Мы не успеваем понять, что происходит, как игла уже протыкает нашу эпидерму в области солнечного сплетения, проникает в мягкие ткани, а жидкость из шприца медленно перетекает в нашу плоть. Нам больно, мы кричим. Мы забываем и о фартуке на голое тело, и об огненно-рыжих волосах, и об изумрудно-зеленых глазах. Мы уже не вспоминаем о каменной крепости вопроса «куда» и о нашей безответной человеческой слабости. Теряя сознание, мы погружаемся в недоумение: сначала «сум», а уж потом как-нибудь «когито», причем «эрго» можно и заменить…
Под воздействием жидкости из шприца мы ощущаем уже не боль, а некую легкость и воздушность: мы парим, а вместе с нами в воздухе парят хронологически связанные образы нас самих, начиная с самого раннего детства и заканчивая тем самым моментом, когда нас угораздило задуматься над курьезным и каверзным вопросом «куда». Мы словно качаемся в пьяной дреме на невидимой водно-воздушной глади, а кто-то перед нами прокручивает киноленту с нашей, отснятой непонятно кем, жизнью.
Мы принимаемся описывать и комментировать вслух эти живые картинки, а женщина внизу внимательно слушает и записывает наши описания и комментарии в блокнот с черным кожаным переплетом и тиснеными золотыми инициалами «К. В.». В наших комментариях к просматриваемому документальному кино мы стараемся быть объективными и не щадить себя. Мы выставляем себя в самом невыгодном свете. Во всем мы виним не неизвестных нам режиссера или оператора, а актеров, то есть самих себя. Мы никогда не умели ни собой руководить, ни себя играть. Мы неумело выкладываем всю подноготную, мы громко и четко выговариваем самое сокровенное, постыдное и омерзительное. Нам стыдно перед собравшимися в зале мужчинами и женщиной в фартуке и за свое ущербное изложение, и за свою излагаемую ущербность.

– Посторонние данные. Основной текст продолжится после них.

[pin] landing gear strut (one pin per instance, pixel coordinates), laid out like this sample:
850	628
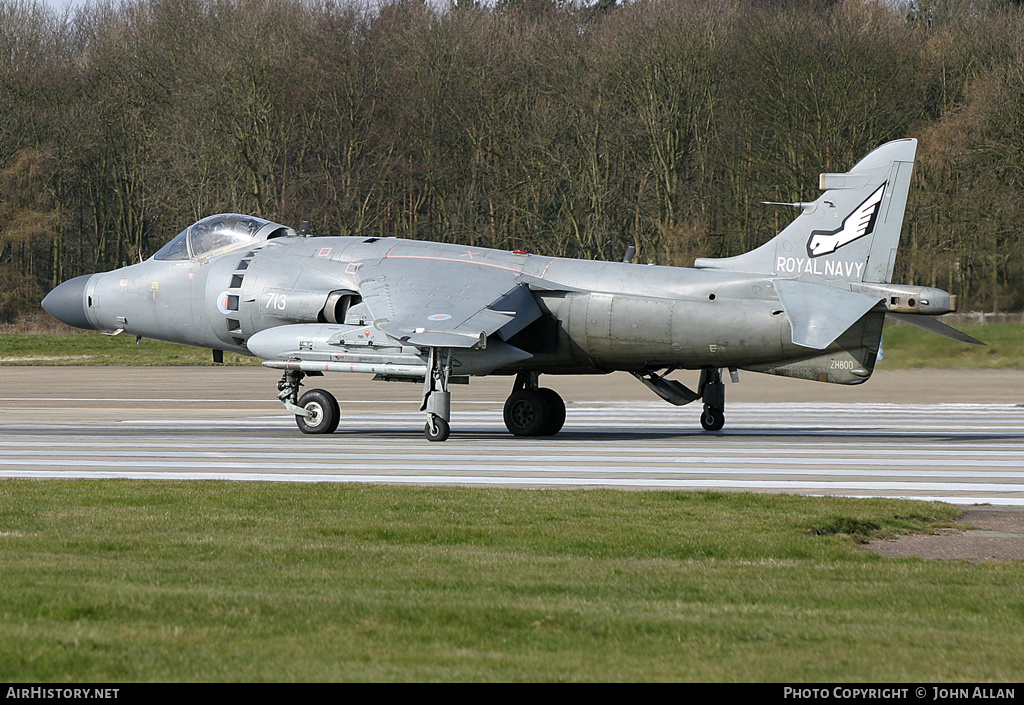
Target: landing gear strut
531	410
712	389
315	412
436	398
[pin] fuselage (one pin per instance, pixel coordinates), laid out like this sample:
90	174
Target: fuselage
599	316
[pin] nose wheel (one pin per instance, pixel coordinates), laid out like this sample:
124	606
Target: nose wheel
315	412
324	412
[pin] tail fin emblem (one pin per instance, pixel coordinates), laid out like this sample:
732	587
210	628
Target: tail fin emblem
855	225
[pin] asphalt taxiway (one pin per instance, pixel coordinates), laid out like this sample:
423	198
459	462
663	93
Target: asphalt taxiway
949	436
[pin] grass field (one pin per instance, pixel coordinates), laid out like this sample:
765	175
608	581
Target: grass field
905	346
127	581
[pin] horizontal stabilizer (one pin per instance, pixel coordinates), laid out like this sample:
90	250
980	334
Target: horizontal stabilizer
819	314
935	326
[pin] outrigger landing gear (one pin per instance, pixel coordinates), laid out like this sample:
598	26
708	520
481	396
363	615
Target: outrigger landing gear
436	398
531	410
712	389
315	412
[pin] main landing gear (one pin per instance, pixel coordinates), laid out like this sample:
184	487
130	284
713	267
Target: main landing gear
531	410
315	412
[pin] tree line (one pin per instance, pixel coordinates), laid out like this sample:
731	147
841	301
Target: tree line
543	125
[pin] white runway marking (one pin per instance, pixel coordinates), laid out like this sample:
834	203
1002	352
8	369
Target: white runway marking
961	453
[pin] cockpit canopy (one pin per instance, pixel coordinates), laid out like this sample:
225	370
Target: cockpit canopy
220	233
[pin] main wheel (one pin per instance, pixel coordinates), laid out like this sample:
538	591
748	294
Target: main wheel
712	418
527	412
324	412
437	429
556	410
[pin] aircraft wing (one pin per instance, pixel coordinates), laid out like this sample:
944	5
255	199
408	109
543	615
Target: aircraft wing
438	302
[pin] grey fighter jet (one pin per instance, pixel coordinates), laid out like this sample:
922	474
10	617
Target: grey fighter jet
810	303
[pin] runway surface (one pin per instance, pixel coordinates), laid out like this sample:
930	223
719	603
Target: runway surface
956	438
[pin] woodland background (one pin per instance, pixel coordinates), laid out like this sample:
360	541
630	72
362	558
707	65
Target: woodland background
549	126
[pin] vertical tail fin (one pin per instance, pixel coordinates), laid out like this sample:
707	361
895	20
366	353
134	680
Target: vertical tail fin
850	233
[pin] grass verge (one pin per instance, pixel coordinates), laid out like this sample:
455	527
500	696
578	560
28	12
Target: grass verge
126	581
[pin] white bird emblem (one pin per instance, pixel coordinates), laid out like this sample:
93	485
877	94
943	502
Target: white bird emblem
856	225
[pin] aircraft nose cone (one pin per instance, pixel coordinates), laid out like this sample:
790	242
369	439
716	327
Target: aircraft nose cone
67	302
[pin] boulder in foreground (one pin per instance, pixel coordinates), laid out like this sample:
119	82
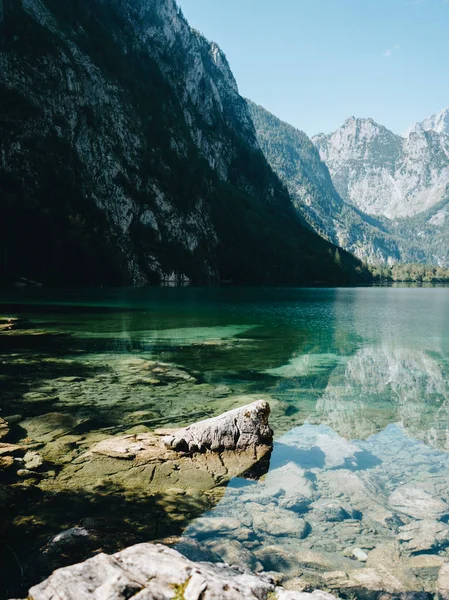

Однако в ходе просмотра и обсуждения кинофильма мы становимся самоувереннее, мы находим удачные слова и выражения, мы даже позволяем себе некую игривость и самолюбование. Мы даже начинаем себя похваливать как актера за умелое аудио- и видеопредставление своих гнусностей.
Мы так увлекаемся этим само-любо-бичеванием, что начинаем упиваться своей собственной мразью и мутью в своем собственном — до чего же красноречивом — изложении и упиваемся до тех пор, пока не становимся самим себе противными (хаять, как и хвалить, нужно в меру). Нам становится так противно, что нас опять начинает мутить; мы даже чувствуем привкус едкой жидкости из шприца вперемешку с теплым и сладким так называемым игристым якобы шампанским вином. В какой-то момент мы не удерживаемся на очередной водно-воздушной волне и падаем куда-то вниз. Во время падения внутри нас что-то начинает бурлить, а затем извергаться наружу. На лету нас самозабвенно тошнит. Мы извергаем мощные струи теплого и сладкого так называемого игристого якобы шампанского вина с привкусом едкой жидкости из шприца и цветными вкраплениями: красными, желтыми, зелеными. Это опять салат оливье. Когда же он закончится?